Lee Tae-Hoon, Kwon Hong-Beom, Song Woo-Young, Lee Seung-Soo, Kim Yong-Jun
School of Mechanical Engineering, Yonsei University, 50 Yonsei-ro, Seodaemun-gu, Seoul 03722, Republic of Korea.
Lab Chip. 2021 Apr 20;21(8):1503-1516. doi: 10.1039/d0lc01240h.
Growing concerns related to the adverse health effects of airborne ultrafine particles (UFPs; particles smaller than 300 nm) have highlighted the need for field-portable, cost-efficient, real-time UFP dosimeters to monitor individual exposure. These dosimeters must measure both the particle density and size distribution as these parameters are essential to the determination of where and how many UFPs will be deposited in human lungs. However, though various kinds of laboratory-grade instruments and hand-held monitors have been developed, they are expensive and only capable of measuring particle size distribution. A microfluidic UFP dosimeter is proposed in this study to address these limitations. The proposed sensor, based on an electrical detection method with a machine-learning-aided algorithm, can simultaneously measure the size distribution (number concentration, mean mobility diameter, geometric standard deviation) and particle density, and is compact owing to the microelectromechanical systems (MEMS) technology. In a comparison test using physically synthesised Ag and di-ethyl-hexyl sebacate (DEHS) aerosols, the mean measurement errors of the proposed sensor compared to the reference system were 6.1%, 4.5%, and 7.3% for number concentration, mean mobility diameter, and particle density, respectively. Moreover, when the machine-learning aided algorithm was operated, the geometric standard deviation could be deduced with a 7.6% difference. These results indicate that the proposed device can be successfully used as a field-portable UFP sensor to assess individual exposure, an on-site monitor for ambient air pollution, an analysis tool in toxicological studies of inhaled particles, for quality assurance of nanomaterials engineered via aerosol synthesis, etc.

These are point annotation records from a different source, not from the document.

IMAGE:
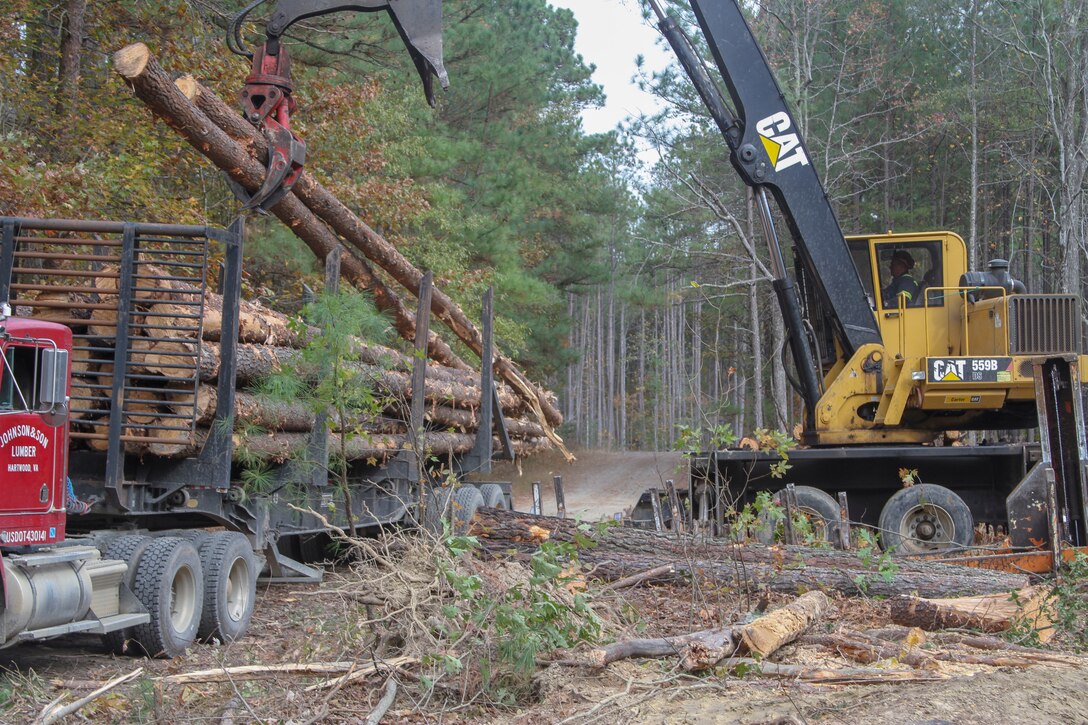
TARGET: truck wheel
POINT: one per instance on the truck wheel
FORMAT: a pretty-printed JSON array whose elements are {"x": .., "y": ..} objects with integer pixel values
[
  {"x": 493, "y": 496},
  {"x": 467, "y": 500},
  {"x": 126, "y": 549},
  {"x": 817, "y": 507},
  {"x": 230, "y": 579},
  {"x": 170, "y": 585},
  {"x": 925, "y": 517},
  {"x": 437, "y": 508}
]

人们越来越关注空气中超细颗粒物(UFP,即直径小于300纳米的颗粒)对健康的不利影响,这凸显了需要一种便于携带、成本效益高的实时UFP剂量计来监测个人暴露情况。这些剂量计必须能够测量颗粒密度和粒径分布,因为这些参数对于确定UFP在人肺中的沉积位置和数量至关重要。然而,尽管已经开发出了各种实验室级仪器和手持式监测器,但它们价格昂贵,且只能测量粒径分布。本研究提出了一种微流控UFP剂量计来解决这些局限性。所提出的传感器基于一种带有机器学习辅助算法的电学检测方法,能够同时测量粒径分布(数量浓度、平均迁移直径、几何标准偏差)和颗粒密度,并且由于采用了微机电系统(MEMS)技术而体积小巧。在使用物理合成的银和癸二酸二乙酯(DEHS)气溶胶进行的对比测试中,与参考系统相比,所提出传感器在数量浓度、平均迁移直径和颗粒密度方面的平均测量误差分别为6.1%、4.5%和7.3%。此外,当运行机器学习辅助算法时,几何标准偏差的推导误差为7.6%。这些结果表明,所提出的设备可以成功用作现场便携式UFP传感器,用于评估个人暴露情况、作为环境空气污染的现场监测器、用于吸入颗粒毒理学研究的分析工具、用于气溶胶合成工程纳米材料的质量保证等。